The first six episodes of Series 2 were broadcast in April 2012. The remaining episodes began airing on 28 October 2012. Series 2 also had 26 episodes.

==Episodes==
All 52 episodes were combined into 26 episodes and were broadcast on CBeebies from 2011 to 2012.

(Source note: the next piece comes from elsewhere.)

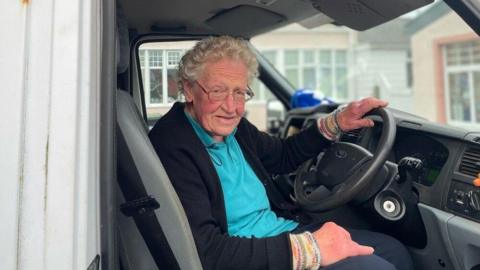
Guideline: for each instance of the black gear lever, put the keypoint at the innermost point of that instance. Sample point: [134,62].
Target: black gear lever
[409,167]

===Series 1 (2011-2012)===
1. The Porridge Party (26 September 2011)
2. The Star Stick (27 September 2011)
3. The Poc-Pocs' Holiday (28 September 2011)
4. The Storm (29 September 2011)
5. Stuck (30 September 2011)
6. Firefly Lullaby (3 October 2011)
7. The Rainbow Whistle (4 October 2011)
8. The Radio (5 October 2011)
9. Sky High (6 October 2011)
10. The Poc-Poc Hunt (7 October 2011)
11. The Train (10 October 2011)
12. The Mystery (11 October 2011)
13. Neep's Birthday (12 October 2011)
14. Abney Finds A Hole (13 October 2011)
15. Faraway Island (14 October 2011)
16. Bop's Best Bubble (7 November 2011)
17. The Slide (8 November 2011)
18. The Enormous Neep (9 November 2011)
19. The Buzzing Thing (10 November 2011)
20. The Moon (11 November 2011)
21. The Snow Neep (12 December 2011)
22. The Perfect Tree (16 December 2011)
23. The Artwork (6 February 2012)
24. Abney's Magic Show (7 February 2012)
25. The Woolly Tangle (8 February 2012)
26. The Leaf Sweep (9 February 2012)

===Series 2 (2012)===
1. The Very Cold Day (10 February 2012)
2. Straw Hat Trouble (30 April 2012)
3. The Visit (1 May 2012)
4. The Enormous Sneeze (2 May 2012)
5. The Handbag (3 May 2012)
6. Neep and the Dragon (4 May 2012)
7. The Mysterious Mist (28 October 2012)
8. The Very Hot Day (29 October 2012)
9. Hiccups (30 October 2012)
10. The Enormous Cabbage (31 October 2012)
11. The Summerhouse (1 November 2012)
12. Brilliant Wheels (4 November 2012)
13. Bop's Babies (5 November 2012)
14. Sleep Digging (6 November 2012)
15. The Porridge Tower (7 November 2012)
16. Abney's Aquarium (8 November 2012)
17. Shadows (11 November 2012)
18. The Café (12 November 2012)
19. Abney's Precious Things (13 November 2012)
20. Frogs (14 November 2012)
21. Sticky Neep (15 November 2012)
22. The Porridge Machine (18 November 2012)
23. The Camera (19 November 2012)
24. Spring Cleaning (20 November 2012)
25. Spots (21 November 2012)
26. Rock Music (22 November 2012)

==Home media==
"The Adventures of Abney & Teal: Faraway Island and Other Adventures" was released on DVD by Abbey Home Media. It contains eight episodes. In Australia, "The Adventures of Abney & Teal: Outdoor Adventures" was released on DVD by BBC Worldwide and contains five episodes. The show was released on eight volumes on DVDs by BBC Worldwide in China.